I remember a weight forward that was called an Uncle Tom's Dinner Winner.

Anyone remember those?


----------



## mach1cj (Apr 11, 2004)

i remember the name Het, but i couldn't tell ya what they looked like.


----------



## Hetfieldinn (May 17, 2004)

Here are some I found in the basement. Third from the top says Big Jon on the blade. Fourth down says Final Attractor on the blade. Fifth down says Walleye Killer on it, and the bottom one says Walleye Specialties Wally Spin on it..


----------



## mach1cj (Apr 11, 2004)

wakina said:


> . On my dads boat we used what is or was called a trolling triangle.


----------



## mach1cj (Apr 11, 2004)

forgot pic, sorry. this is what we used.


----------



## Jim Stedke (Dec 5, 2005)

Hetfieldinn said:


> I remember a weight forward that was called an Uncle Tom's Dinner Winner.
> 
> Anyone remember those?


The Dinner Winner was one of the few that had a Colorado Blade. The majority had French Blades. And now when blades are discussed, most often the French Blades aren't even mentioned.


----------



## Imfowl55 (Dec 24, 2005)

found this in my weight forward bag. its not a toms lure but maybe similar?


----------



## Imfowl55 (Dec 24, 2005)

here are a few more i found ,the top is a mepps lusox 2, 2nd one reads walleye wonder 3 on the blade, 3rd one is somthing we always called a buckeye bugeye, not sure if thats correct and the bottom is a parrish lure we called a horse head, again not sure if thats right


----------



## wakina (May 30, 2007)

I don't think that is a flat fish, looks more like a brooks reefer (non-jointed version) but not even sure of that. But that sure is the trolling triangle that I was referring to in my earlier post. We almost always caught walleyes (lake erie pickerl) way back then and almost always on the bottom trolling as explained earlier. But there is one particular day that I have never forgotten. We made the trip from East harbor to Niagra Reef, shortly after starting to fish it started to get foggy and it really socked us in, my dad was a die hard fisherman and we stayed instead of heading back when the fog started. The fish really turned on in that thick fog and we were hooking up just a few feet from the boat as we spooled are lines back. I mean real close. It never sank in until years later that we were catching suspended fish, lots of fish all the coolers were full to the top and there were fish on the deck of my dads CruiseAlong there was no limit at that time.
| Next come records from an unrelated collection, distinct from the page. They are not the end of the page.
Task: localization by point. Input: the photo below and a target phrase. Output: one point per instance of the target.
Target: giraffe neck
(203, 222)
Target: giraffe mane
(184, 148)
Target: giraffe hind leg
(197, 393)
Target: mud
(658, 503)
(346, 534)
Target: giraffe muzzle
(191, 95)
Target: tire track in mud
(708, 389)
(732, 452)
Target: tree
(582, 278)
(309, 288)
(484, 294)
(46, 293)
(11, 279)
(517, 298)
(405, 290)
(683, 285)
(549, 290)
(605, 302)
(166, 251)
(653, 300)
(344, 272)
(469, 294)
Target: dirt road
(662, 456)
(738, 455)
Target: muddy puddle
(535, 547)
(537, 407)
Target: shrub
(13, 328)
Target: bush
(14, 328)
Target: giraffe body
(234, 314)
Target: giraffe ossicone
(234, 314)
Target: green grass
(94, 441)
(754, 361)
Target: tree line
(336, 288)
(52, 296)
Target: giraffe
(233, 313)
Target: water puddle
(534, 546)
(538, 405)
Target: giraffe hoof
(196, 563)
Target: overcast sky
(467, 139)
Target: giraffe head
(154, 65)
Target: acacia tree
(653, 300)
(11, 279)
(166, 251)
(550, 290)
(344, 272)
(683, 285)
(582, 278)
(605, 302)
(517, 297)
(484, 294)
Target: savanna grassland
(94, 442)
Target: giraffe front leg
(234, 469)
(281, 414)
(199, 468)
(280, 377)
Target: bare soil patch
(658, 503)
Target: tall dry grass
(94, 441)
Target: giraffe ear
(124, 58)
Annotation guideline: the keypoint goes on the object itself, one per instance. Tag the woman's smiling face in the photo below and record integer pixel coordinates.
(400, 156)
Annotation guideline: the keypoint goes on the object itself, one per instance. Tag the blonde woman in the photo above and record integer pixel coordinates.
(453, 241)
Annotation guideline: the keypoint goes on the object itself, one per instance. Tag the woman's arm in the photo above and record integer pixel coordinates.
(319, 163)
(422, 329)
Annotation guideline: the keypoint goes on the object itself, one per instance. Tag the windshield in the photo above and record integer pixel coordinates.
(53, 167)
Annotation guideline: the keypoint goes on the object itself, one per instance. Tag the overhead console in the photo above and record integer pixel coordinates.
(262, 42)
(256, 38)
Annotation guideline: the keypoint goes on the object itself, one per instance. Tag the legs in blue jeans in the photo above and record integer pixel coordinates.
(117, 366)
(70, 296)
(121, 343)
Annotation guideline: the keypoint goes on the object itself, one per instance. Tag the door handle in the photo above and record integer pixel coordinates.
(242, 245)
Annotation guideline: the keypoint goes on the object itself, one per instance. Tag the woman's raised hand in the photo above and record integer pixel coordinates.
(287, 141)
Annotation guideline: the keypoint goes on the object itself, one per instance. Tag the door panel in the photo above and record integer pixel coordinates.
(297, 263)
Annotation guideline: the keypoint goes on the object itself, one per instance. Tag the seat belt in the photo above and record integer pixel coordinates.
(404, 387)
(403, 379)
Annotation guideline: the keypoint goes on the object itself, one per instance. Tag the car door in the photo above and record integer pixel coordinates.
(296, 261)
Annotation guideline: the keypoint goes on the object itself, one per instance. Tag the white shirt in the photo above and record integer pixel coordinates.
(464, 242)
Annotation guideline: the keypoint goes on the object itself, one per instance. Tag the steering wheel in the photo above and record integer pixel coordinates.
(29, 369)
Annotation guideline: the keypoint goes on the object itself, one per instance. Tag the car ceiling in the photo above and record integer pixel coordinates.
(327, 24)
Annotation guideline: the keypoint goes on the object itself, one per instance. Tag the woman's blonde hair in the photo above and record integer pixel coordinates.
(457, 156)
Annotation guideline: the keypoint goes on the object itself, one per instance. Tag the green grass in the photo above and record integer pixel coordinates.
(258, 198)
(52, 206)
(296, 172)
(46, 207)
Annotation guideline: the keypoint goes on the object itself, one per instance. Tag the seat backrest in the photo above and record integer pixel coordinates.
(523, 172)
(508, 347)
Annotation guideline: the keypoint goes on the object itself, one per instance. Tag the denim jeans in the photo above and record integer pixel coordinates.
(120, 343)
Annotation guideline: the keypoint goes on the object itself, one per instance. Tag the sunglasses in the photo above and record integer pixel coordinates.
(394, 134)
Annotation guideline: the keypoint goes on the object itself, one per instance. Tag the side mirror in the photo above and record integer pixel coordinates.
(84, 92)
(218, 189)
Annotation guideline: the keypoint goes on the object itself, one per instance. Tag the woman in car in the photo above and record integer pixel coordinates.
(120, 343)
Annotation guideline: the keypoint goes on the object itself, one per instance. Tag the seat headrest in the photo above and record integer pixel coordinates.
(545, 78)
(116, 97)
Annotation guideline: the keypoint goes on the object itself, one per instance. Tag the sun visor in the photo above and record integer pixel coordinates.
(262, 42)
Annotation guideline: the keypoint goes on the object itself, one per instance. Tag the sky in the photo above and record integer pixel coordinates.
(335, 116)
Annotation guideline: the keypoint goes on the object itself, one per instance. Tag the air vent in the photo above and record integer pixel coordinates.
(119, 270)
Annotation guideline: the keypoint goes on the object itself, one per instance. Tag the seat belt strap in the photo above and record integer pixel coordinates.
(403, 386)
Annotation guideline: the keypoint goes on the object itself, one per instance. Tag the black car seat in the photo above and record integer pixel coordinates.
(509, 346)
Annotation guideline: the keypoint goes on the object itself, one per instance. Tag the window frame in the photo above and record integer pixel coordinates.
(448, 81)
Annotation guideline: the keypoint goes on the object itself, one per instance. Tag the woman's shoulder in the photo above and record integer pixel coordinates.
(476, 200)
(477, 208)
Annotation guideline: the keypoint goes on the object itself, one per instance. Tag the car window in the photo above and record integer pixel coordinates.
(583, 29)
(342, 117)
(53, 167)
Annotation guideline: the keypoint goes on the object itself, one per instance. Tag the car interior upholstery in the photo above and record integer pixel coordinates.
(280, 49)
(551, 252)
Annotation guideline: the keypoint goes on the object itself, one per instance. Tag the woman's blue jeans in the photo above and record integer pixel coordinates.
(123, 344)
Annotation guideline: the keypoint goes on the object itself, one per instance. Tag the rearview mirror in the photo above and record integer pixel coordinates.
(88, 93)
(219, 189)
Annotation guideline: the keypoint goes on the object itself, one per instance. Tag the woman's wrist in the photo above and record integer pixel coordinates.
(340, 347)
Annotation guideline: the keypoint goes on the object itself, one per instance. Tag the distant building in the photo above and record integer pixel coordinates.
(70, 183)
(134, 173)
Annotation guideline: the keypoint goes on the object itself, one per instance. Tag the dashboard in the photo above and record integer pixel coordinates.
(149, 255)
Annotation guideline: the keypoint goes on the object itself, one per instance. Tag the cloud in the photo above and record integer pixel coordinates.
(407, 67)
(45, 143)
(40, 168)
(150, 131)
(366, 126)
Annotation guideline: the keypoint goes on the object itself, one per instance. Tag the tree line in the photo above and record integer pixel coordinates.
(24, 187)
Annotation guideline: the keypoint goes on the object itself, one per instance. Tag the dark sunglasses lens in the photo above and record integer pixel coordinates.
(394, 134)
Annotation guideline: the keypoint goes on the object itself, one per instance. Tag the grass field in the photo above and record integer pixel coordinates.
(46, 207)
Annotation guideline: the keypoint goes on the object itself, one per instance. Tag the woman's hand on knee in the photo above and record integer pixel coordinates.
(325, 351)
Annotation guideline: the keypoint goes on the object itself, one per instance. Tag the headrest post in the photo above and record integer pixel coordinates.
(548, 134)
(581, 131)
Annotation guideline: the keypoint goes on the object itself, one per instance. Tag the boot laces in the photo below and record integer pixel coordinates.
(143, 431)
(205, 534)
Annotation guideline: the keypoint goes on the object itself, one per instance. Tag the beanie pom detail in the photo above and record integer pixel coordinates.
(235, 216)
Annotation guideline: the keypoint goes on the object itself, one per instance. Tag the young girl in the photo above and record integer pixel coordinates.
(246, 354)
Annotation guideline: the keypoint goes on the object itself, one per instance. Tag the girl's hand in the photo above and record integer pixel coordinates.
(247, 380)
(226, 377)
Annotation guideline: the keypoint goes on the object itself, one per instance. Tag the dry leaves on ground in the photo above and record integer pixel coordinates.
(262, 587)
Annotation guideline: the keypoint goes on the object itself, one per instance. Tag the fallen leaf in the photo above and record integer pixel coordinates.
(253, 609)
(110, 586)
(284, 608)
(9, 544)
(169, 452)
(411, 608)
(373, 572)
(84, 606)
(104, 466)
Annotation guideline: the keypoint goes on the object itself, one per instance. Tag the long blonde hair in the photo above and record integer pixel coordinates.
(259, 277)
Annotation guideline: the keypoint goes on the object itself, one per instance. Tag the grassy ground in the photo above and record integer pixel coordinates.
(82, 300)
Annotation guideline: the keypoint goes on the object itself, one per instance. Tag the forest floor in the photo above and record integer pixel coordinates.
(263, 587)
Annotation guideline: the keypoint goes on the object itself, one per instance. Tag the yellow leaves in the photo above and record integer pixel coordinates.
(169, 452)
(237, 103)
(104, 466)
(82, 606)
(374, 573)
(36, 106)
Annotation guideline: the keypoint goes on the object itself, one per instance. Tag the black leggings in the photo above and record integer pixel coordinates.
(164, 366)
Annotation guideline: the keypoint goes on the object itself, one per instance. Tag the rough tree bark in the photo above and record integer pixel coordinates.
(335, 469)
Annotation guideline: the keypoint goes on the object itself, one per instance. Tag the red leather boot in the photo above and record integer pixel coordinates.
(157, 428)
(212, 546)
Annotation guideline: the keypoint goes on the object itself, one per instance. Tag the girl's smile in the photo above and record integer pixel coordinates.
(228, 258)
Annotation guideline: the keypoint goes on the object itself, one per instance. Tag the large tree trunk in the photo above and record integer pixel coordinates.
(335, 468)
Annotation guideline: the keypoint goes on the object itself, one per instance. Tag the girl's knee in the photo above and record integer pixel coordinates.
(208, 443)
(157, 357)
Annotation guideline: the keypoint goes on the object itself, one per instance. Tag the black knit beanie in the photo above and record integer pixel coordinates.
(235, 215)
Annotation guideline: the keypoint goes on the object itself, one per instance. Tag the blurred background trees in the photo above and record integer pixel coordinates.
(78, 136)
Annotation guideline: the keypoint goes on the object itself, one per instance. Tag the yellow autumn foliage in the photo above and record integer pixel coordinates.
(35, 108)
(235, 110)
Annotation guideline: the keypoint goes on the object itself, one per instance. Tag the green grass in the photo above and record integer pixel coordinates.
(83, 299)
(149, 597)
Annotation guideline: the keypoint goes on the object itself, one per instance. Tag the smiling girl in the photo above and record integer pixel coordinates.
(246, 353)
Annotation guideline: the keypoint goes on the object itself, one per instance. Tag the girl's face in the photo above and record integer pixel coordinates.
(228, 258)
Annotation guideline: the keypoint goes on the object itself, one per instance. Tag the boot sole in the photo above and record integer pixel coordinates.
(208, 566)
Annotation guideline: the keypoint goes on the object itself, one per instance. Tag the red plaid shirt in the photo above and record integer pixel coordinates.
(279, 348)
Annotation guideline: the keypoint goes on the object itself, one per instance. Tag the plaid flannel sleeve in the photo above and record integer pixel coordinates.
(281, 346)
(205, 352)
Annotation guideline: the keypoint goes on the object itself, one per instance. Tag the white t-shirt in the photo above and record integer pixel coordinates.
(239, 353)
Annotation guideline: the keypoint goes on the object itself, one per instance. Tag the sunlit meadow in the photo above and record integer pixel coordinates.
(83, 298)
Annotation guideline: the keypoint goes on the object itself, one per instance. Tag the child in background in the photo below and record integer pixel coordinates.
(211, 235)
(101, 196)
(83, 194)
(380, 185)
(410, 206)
Anyhow We ended up at Gull Island Reef, got lost in the fog on the way back in. When the fog lifted there we were just a few yards away from the Island. It used to stick out of the water back then mostly large gravel and stones with pea gravel mixed in. We dodged the bullet that day for sure. I guess the high water and high winds have washed the top off of the Island since then. That was in the mid to late fifties.
Derald


----------



## BlueMax (Dec 3, 2006)

The Weldon Dinner Winner was my favorite right up there with the Tom's Walleye Lure for drifting in the 80's. I seemed to do better with them than with the Erie Dearie. I was partial to the red/white Dinner winner and a white Tom's.


----------



## BlueMax (Dec 3, 2006)

Hetfieldinn said:


> I remember a weight forward that was called an Uncle Tom's Dinner Winner.
> 
> Anyone remember those?


I recall the Tom's Walleye Lure and the Weldon Dinner Winner.
I do not remember using an Uncle Tom's Dinner Winner. 
But then there are a few things I do not remember.


----------



## ezbite (May 25, 2006)

dont forget the good old walleye wonder.


----------



## johnkfisherman (Oct 6, 2008)

Any of you guys heard of a Mean Green, or a Mellow Yellow? We used to fish with a Captain nickname Bird Man out of the west side of Catawba. Don;t remeber the marina, but he kept his lures handy by piling them up in a tupperware bowl. Not sure if he made them himself or perhaps another Captain up there but they sure did the job in the early 80's!


----------